También ha habido «un crecimiento espectacular, muy llamativo» de trastornos graves alimentarios, afectivos y descompensaciones en niños con autismo

08 ago 2021 . Actualizado a las 09:57 h.

La pandemia ha provocado «un aumento exponencial» de la hospitalización de niños y adolescentes por problemas graves de salud mental como conductas autolesivas, trastornos depresivos, anorexia nerviosa y abuso de nuevas tecnologías, que obligaron a abrir más camas para atender esta demanda. «Las conductas autolesivas en adolescentes se han multiplicado por cuatro y las de adultos por dos», asegura el jefe de Psiquiatría del Hospital 12 de Octubre, Gabriel Rubio.

También ha habido «un crecimiento espectacular, muy llamativo» de trastornos graves alimentarios, afectivos y descompensaciones en niños con autismo. «El confinamiento ha hecho que pagaran un alto precio», según el doctor Celso Arango, director del Instituto de Psiquiatría del Marañón. El aumento de la demanda hizo que se abriera un 30 % más de camas de psiquiatría infantojuvenil.

Durante el confinamiento, bajaron un 90 % las derivaciones desde Atención Primaria a los centros de salud mental. «Atendimos a nuestros pacientes graves para que no se descompensaran, y enviamos a profesionales a dar atención psicológica a pacientes covid en hospitales y hoteles medicalizados», explica Rubio.

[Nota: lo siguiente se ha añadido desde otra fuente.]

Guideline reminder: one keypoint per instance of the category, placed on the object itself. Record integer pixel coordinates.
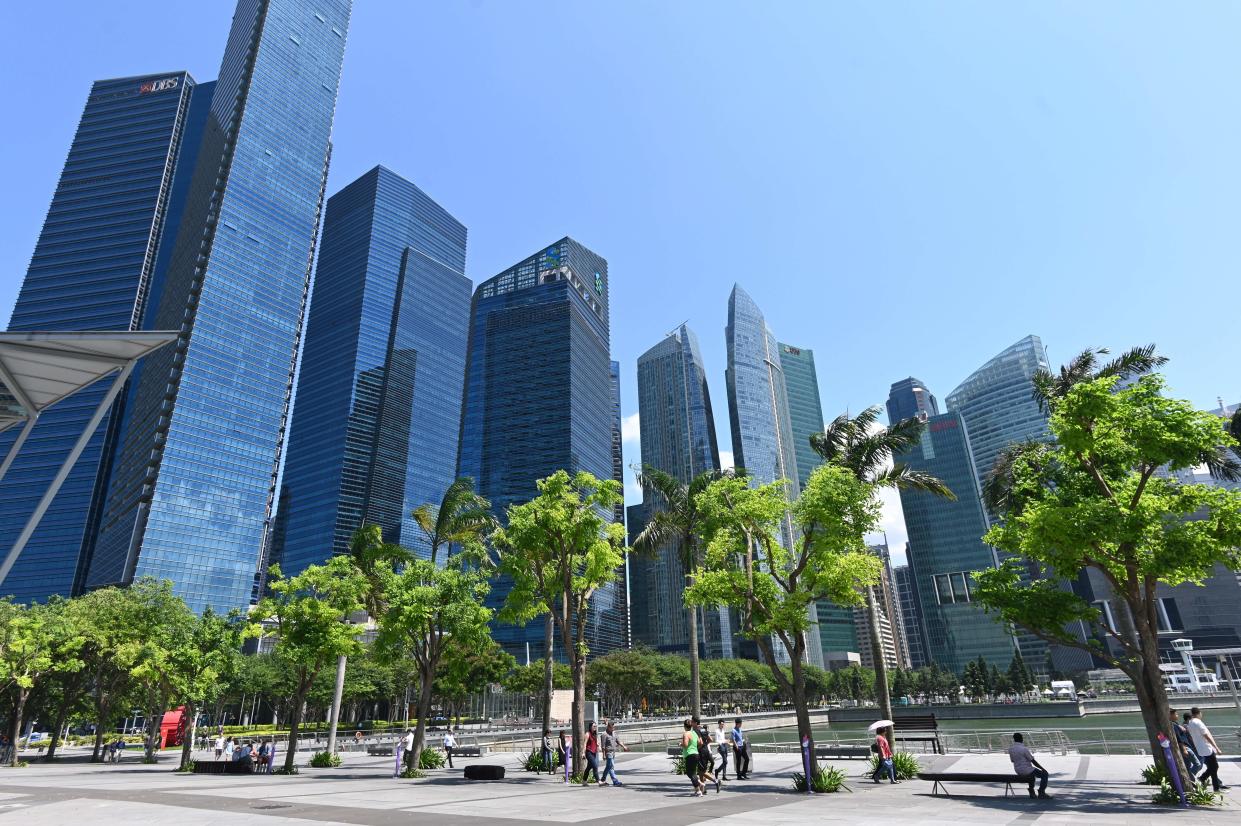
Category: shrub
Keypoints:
(1154, 775)
(906, 765)
(823, 780)
(324, 760)
(431, 759)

En septiembre «empezamos a recibir pacientes nuevos muy graves que entraban por Urgencias. Llevarían un tiempo con problemas, pero sin acercarse al médico por las barreras de la pandemia. Cuadros clínicos muy graves de gente que llevaba desde marzo al verano angustiada».

También después del verano los pediatras empezaron a «derivarnos niños y adolescentes con conductas autolesivas, trastornos depresivos, alimentarios (anorexia nerviosa) y abuso de las nuevas tecnologías como vía de escape», añade. «Esperamos más adultos tras el verano», porque en la crisis de 2008 aumentaron un 20 % y ya «nos están avisando desde AP del aumento del consumo de benzodiazepinas porque la gente duerme mal y pide recetas».